那次是一只蚂蚁,背着一条至少比它大二十倍的干虫,被一个土块挡住。蚂蚁先是自己爬上土块,用嘴咬住干虫往上拉,试了几下不行,又下来钻到干虫下面用头顶,竟然顶起来,摇摇晃晃,眼看顶上去了,却掉了下来,正好把蚂蚁碰了个仰面朝天。蚂蚁一骨碌爬起来,想都没想,又换了种姿势,像那只蜣螂那样头顶着地,用后腿往上举。结果还是一样。
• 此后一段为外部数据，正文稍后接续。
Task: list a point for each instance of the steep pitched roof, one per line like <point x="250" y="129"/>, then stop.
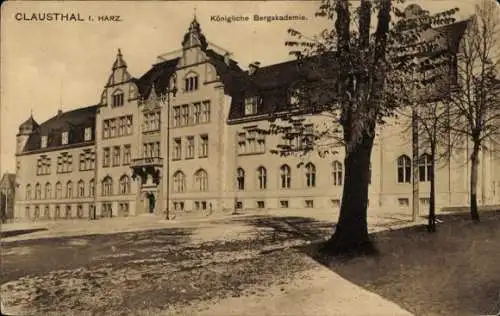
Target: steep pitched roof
<point x="74" y="122"/>
<point x="159" y="75"/>
<point x="8" y="180"/>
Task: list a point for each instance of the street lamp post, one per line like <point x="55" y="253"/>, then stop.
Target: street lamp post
<point x="169" y="91"/>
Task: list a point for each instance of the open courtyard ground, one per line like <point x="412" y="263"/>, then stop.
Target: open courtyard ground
<point x="255" y="264"/>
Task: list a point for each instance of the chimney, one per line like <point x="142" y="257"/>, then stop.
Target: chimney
<point x="227" y="60"/>
<point x="252" y="68"/>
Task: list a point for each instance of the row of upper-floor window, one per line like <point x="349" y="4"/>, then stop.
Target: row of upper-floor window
<point x="65" y="163"/>
<point x="200" y="181"/>
<point x="191" y="114"/>
<point x="112" y="156"/>
<point x="87" y="136"/>
<point x="38" y="192"/>
<point x="116" y="127"/>
<point x="189" y="151"/>
<point x="82" y="189"/>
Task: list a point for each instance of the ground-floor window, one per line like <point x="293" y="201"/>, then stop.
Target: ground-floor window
<point x="403" y="202"/>
<point x="309" y="203"/>
<point x="68" y="212"/>
<point x="284" y="204"/>
<point x="124" y="208"/>
<point x="79" y="211"/>
<point x="179" y="206"/>
<point x="335" y="203"/>
<point x="107" y="210"/>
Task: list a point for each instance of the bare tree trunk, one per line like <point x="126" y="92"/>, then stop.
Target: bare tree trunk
<point x="351" y="233"/>
<point x="432" y="198"/>
<point x="473" y="182"/>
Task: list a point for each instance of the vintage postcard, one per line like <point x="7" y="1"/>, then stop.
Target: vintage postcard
<point x="326" y="157"/>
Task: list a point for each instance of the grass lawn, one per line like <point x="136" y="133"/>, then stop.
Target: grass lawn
<point x="455" y="271"/>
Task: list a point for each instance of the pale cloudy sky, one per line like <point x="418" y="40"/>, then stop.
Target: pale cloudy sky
<point x="48" y="64"/>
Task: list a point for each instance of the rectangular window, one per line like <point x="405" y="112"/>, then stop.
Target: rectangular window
<point x="251" y="105"/>
<point x="190" y="147"/>
<point x="185" y="115"/>
<point x="116" y="155"/>
<point x="309" y="203"/>
<point x="64" y="138"/>
<point x="205" y="112"/>
<point x="177" y="149"/>
<point x="126" y="155"/>
<point x="105" y="157"/>
<point x="204" y="146"/>
<point x="177" y="116"/>
<point x="88" y="134"/>
<point x="112" y="126"/>
<point x="196" y="113"/>
<point x="403" y="202"/>
<point x="335" y="203"/>
<point x="44" y="142"/>
<point x="105" y="129"/>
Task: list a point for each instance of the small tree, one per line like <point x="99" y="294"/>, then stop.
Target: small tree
<point x="475" y="98"/>
<point x="348" y="77"/>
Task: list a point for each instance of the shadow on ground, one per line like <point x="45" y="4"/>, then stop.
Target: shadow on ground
<point x="276" y="228"/>
<point x="39" y="256"/>
<point x="454" y="271"/>
<point x="17" y="232"/>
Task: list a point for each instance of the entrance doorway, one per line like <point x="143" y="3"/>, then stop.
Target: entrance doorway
<point x="151" y="199"/>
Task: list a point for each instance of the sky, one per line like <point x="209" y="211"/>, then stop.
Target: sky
<point x="47" y="65"/>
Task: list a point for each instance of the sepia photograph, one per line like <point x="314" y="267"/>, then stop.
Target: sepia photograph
<point x="320" y="157"/>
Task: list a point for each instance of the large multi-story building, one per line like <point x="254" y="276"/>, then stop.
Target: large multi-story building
<point x="188" y="134"/>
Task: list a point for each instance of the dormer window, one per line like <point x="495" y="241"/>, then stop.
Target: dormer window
<point x="191" y="83"/>
<point x="117" y="98"/>
<point x="88" y="134"/>
<point x="64" y="138"/>
<point x="251" y="105"/>
<point x="44" y="142"/>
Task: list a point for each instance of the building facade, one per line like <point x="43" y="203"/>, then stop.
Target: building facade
<point x="189" y="135"/>
<point x="7" y="196"/>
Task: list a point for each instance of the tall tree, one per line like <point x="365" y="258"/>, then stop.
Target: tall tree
<point x="476" y="96"/>
<point x="349" y="80"/>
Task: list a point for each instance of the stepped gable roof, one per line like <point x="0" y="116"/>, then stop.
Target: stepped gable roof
<point x="8" y="180"/>
<point x="159" y="75"/>
<point x="74" y="122"/>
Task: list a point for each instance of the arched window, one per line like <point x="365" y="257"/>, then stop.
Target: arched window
<point x="107" y="186"/>
<point x="191" y="82"/>
<point x="48" y="190"/>
<point x="92" y="188"/>
<point x="425" y="167"/>
<point x="58" y="190"/>
<point x="69" y="190"/>
<point x="337" y="172"/>
<point x="404" y="169"/>
<point x="286" y="177"/>
<point x="310" y="175"/>
<point x="38" y="191"/>
<point x="124" y="184"/>
<point x="240" y="178"/>
<point x="262" y="177"/>
<point x="201" y="180"/>
<point x="28" y="192"/>
<point x="80" y="189"/>
<point x="117" y="98"/>
<point x="179" y="182"/>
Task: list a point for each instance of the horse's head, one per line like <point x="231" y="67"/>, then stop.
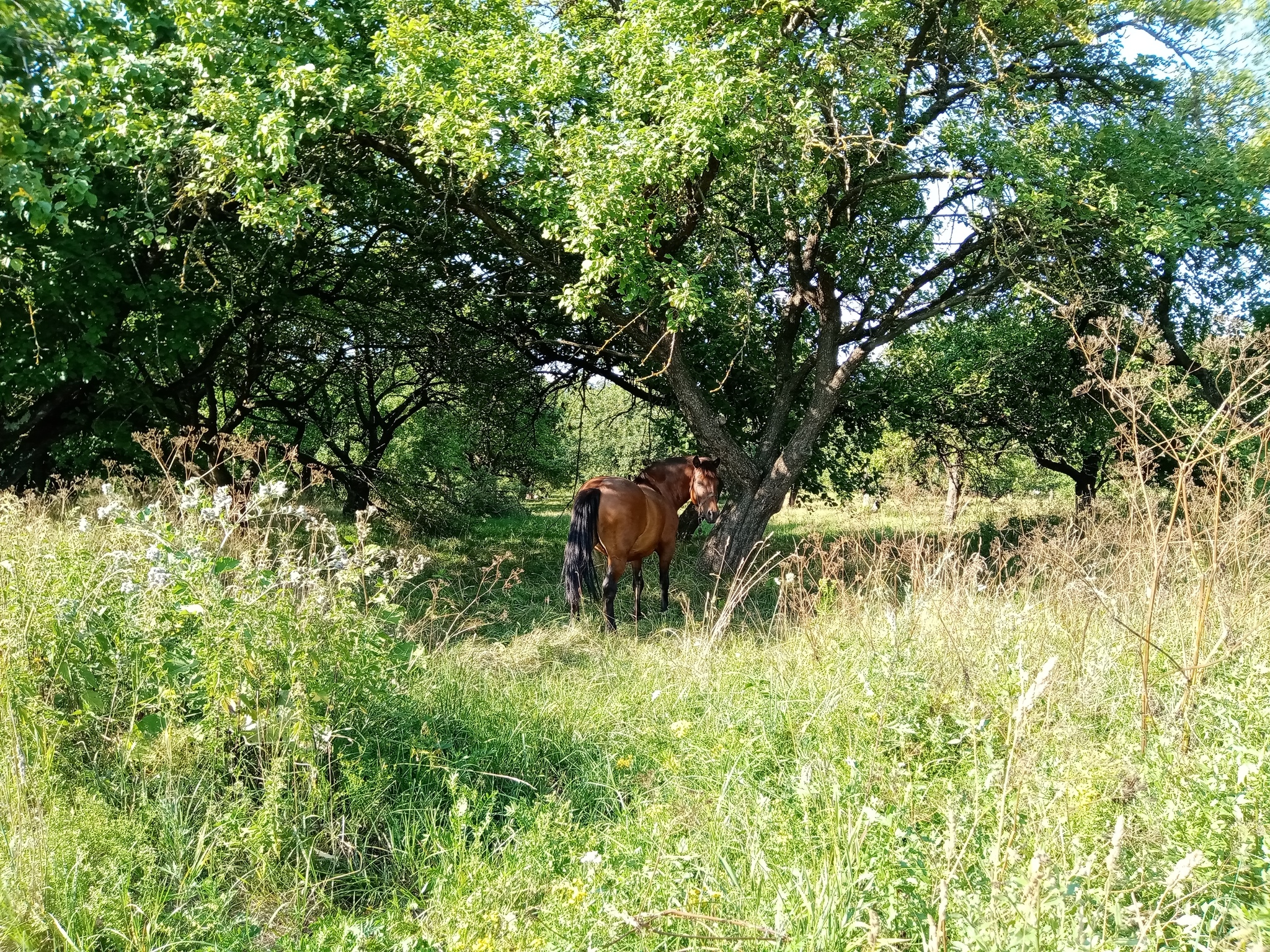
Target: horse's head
<point x="704" y="488"/>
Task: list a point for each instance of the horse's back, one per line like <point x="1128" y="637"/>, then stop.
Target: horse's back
<point x="633" y="518"/>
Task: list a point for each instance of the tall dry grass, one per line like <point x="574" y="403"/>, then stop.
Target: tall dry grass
<point x="893" y="735"/>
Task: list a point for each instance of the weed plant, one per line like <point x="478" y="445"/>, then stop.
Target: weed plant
<point x="229" y="723"/>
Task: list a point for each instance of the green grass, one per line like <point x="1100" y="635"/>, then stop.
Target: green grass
<point x="280" y="753"/>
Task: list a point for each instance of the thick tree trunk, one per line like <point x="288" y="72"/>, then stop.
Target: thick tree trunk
<point x="738" y="531"/>
<point x="357" y="495"/>
<point x="1088" y="480"/>
<point x="956" y="469"/>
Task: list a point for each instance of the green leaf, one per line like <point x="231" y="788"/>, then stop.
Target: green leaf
<point x="153" y="725"/>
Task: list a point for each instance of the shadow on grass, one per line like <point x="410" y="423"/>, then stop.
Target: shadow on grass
<point x="533" y="545"/>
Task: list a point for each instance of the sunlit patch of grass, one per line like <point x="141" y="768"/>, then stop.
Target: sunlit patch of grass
<point x="239" y="757"/>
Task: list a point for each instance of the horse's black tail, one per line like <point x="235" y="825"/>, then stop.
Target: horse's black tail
<point x="579" y="569"/>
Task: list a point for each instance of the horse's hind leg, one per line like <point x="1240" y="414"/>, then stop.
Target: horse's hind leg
<point x="615" y="573"/>
<point x="638" y="579"/>
<point x="664" y="574"/>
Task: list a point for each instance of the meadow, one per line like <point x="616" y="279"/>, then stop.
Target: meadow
<point x="230" y="723"/>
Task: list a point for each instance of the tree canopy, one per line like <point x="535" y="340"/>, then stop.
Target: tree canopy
<point x="321" y="219"/>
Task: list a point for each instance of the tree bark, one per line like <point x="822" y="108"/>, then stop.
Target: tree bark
<point x="1086" y="479"/>
<point x="956" y="470"/>
<point x="357" y="491"/>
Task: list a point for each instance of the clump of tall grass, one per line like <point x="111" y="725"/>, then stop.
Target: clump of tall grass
<point x="925" y="738"/>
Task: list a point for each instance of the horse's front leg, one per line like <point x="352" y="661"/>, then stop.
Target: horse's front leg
<point x="638" y="580"/>
<point x="611" y="579"/>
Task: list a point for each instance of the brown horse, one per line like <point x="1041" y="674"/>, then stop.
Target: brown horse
<point x="630" y="519"/>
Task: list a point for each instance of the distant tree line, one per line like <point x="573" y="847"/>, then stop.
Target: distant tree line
<point x="398" y="234"/>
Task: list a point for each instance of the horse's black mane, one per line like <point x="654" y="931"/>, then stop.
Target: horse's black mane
<point x="642" y="477"/>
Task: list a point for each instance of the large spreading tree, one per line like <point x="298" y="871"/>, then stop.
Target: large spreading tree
<point x="722" y="208"/>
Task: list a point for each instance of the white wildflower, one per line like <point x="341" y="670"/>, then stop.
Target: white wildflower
<point x="1038" y="687"/>
<point x="1179" y="875"/>
<point x="276" y="489"/>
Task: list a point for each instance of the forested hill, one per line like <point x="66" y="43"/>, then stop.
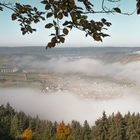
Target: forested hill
<point x="18" y="126"/>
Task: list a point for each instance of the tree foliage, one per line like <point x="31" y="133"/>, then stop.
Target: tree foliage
<point x="113" y="127"/>
<point x="65" y="15"/>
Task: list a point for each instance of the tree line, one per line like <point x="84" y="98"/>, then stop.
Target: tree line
<point x="19" y="126"/>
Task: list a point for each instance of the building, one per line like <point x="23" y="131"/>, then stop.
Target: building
<point x="7" y="69"/>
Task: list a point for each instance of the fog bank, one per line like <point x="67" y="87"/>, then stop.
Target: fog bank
<point x="66" y="106"/>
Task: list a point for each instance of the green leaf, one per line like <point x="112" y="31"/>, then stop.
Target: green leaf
<point x="103" y="20"/>
<point x="54" y="40"/>
<point x="65" y="31"/>
<point x="49" y="25"/>
<point x="49" y="14"/>
<point x="138" y="11"/>
<point x="60" y="16"/>
<point x="62" y="39"/>
<point x="48" y="6"/>
<point x="14" y="16"/>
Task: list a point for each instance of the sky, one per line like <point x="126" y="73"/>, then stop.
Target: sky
<point x="124" y="32"/>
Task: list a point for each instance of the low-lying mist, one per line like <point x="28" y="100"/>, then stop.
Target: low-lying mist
<point x="65" y="106"/>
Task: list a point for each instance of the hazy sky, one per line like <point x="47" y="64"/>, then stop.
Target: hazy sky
<point x="125" y="30"/>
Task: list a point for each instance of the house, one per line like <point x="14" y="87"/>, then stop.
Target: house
<point x="7" y="69"/>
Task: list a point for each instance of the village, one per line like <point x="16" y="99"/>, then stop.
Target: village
<point x="12" y="76"/>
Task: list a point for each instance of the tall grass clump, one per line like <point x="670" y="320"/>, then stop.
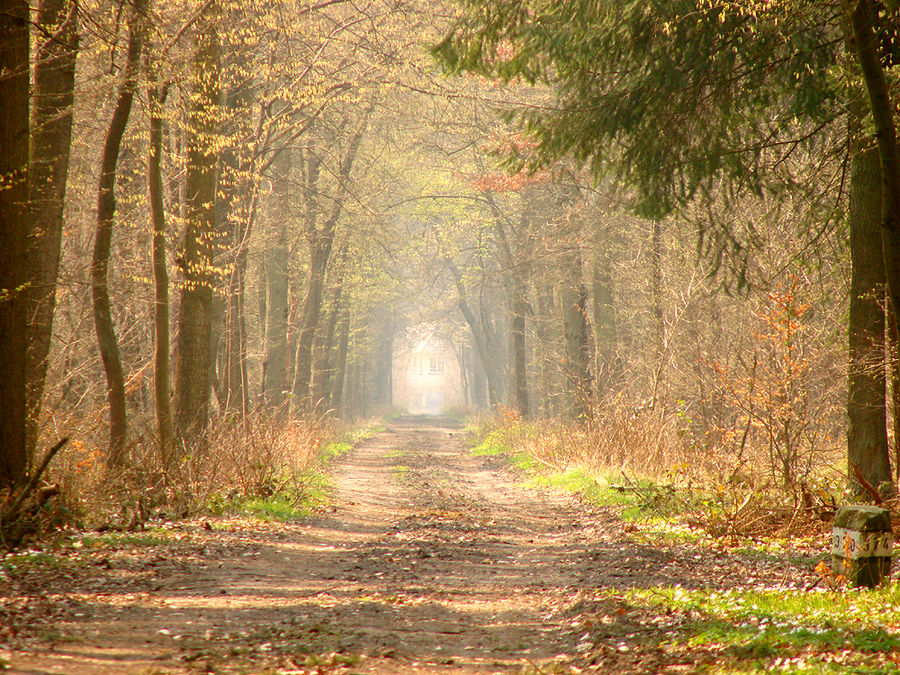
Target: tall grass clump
<point x="262" y="456"/>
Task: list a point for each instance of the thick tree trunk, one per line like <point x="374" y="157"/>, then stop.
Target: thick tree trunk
<point x="54" y="87"/>
<point x="863" y="15"/>
<point x="866" y="450"/>
<point x="311" y="310"/>
<point x="14" y="232"/>
<point x="106" y="212"/>
<point x="194" y="365"/>
<point x="161" y="369"/>
<point x="867" y="446"/>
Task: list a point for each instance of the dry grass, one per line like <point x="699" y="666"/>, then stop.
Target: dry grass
<point x="260" y="456"/>
<point x="656" y="456"/>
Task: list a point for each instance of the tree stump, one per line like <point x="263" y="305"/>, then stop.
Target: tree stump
<point x="861" y="544"/>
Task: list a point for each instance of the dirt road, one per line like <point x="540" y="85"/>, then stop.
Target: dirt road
<point x="430" y="560"/>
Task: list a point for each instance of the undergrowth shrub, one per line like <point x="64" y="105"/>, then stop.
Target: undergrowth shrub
<point x="260" y="457"/>
<point x="654" y="457"/>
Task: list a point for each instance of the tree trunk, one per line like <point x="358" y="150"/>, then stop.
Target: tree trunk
<point x="875" y="465"/>
<point x="194" y="366"/>
<point x="324" y="369"/>
<point x="321" y="242"/>
<point x="867" y="446"/>
<point x="161" y="381"/>
<point x="14" y="232"/>
<point x="518" y="352"/>
<point x="863" y="15"/>
<point x="577" y="340"/>
<point x="482" y="338"/>
<point x="337" y="391"/>
<point x="605" y="330"/>
<point x="106" y="212"/>
<point x="54" y="87"/>
<point x="276" y="359"/>
<point x="659" y="324"/>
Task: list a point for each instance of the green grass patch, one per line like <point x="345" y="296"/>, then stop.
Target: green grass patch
<point x="773" y="625"/>
<point x="294" y="500"/>
<point x="118" y="540"/>
<point x="784" y="631"/>
<point x="31" y="560"/>
<point x="336" y="449"/>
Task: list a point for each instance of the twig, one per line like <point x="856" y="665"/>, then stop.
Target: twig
<point x="866" y="485"/>
<point x="9" y="516"/>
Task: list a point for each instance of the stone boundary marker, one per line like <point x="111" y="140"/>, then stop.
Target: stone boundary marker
<point x="861" y="544"/>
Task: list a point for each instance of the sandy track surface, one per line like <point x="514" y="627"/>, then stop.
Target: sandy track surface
<point x="430" y="560"/>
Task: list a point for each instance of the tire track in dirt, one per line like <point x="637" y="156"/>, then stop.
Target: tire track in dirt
<point x="430" y="560"/>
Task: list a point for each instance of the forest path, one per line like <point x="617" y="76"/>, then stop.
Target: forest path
<point x="431" y="560"/>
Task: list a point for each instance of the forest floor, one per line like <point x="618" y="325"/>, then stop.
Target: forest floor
<point x="427" y="560"/>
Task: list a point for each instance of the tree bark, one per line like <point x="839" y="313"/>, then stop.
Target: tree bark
<point x="867" y="445"/>
<point x="481" y="336"/>
<point x="14" y="232"/>
<point x="106" y="212"/>
<point x="337" y="390"/>
<point x="321" y="242"/>
<point x="324" y="368"/>
<point x="577" y="339"/>
<point x="51" y="124"/>
<point x="862" y="19"/>
<point x="161" y="367"/>
<point x="275" y="363"/>
<point x="194" y="365"/>
<point x="605" y="329"/>
<point x="518" y="352"/>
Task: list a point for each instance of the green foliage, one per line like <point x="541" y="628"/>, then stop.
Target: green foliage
<point x="313" y="490"/>
<point x="787" y="630"/>
<point x="675" y="98"/>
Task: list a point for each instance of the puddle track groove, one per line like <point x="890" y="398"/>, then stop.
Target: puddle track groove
<point x="430" y="560"/>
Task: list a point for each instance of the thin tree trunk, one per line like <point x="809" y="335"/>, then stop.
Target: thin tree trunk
<point x="161" y="381"/>
<point x="106" y="211"/>
<point x="577" y="340"/>
<point x="605" y="329"/>
<point x="54" y="88"/>
<point x="324" y="370"/>
<point x="519" y="360"/>
<point x="194" y="363"/>
<point x="276" y="359"/>
<point x="14" y="232"/>
<point x="321" y="242"/>
<point x="337" y="391"/>
<point x="480" y="335"/>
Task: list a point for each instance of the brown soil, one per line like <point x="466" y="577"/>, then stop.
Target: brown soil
<point x="430" y="560"/>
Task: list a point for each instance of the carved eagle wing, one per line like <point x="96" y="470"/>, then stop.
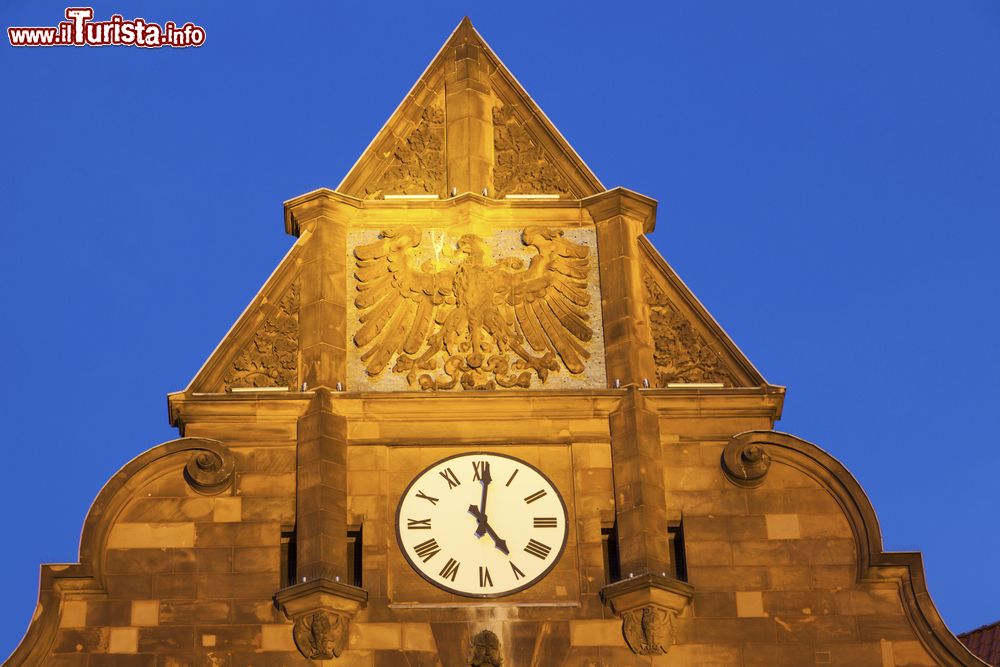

但它一刻不停,动作越来越快,也越来越没效果。
我猜想这只蚂蚁一定是急于把干虫搬回洞去。洞里有多少孤老寡小在等着这条虫呢。我要能帮帮它多好。或者,要是再有一只蚂蚁帮忙,不就好办多了吗?正好附近有一只闲转的蚂蚁,我把它抓住,放在那个土块上,我想让它站在上面往上拉,下面的蚂蚁正拼命往上顶呢,一拉一顶,不就上去了吗?
可是这只蚂蚁不愿帮忙,我一放下,它便跳下土块跑了。我又把它抓回来;这次是放在那只忙碌的蚂蚁的旁边,我想是我强迫它帮忙,它生气了。先让两只蚂蚁见见面,商量商量,那只或许会求这只帮忙,这只先说忙,没时间。那只说,不白帮,过后给你一条虫腿。这只说不行,给两条。一条半。那只还价。
我又想错了。那只忙碌的蚂蚁好像感到身后有动静,一回头看见这只,二话没说,扑上去就打。这只被打翻在地,爬起来仓皇而逃。也没看清咋打的,好像两只牵在一起,先是用口咬,接着那只腾出一只前爪,抡开向这只脸上扇去,这只便倒地了。
那只连口气都不喘,回过身又开始搬干虫。我真看急了,一伸手,连干虫带蚂蚁一起扔到土块那边。我想蚂蚁肯定会感激这个天降的帮忙。没想它生气了,一口咬住干虫,拼命使着劲,硬要把它再搬到土块那边去。
我又搞错了。也许蚂蚁只是想试试自己能不能把一条干虫搬过土块,我却认为它要搬回家去。真是的,一条干虫,我会搬它回家吗?
也许都不是。我这颗大脑袋,压根不知道蚂蚁那只小脑袋里的事情。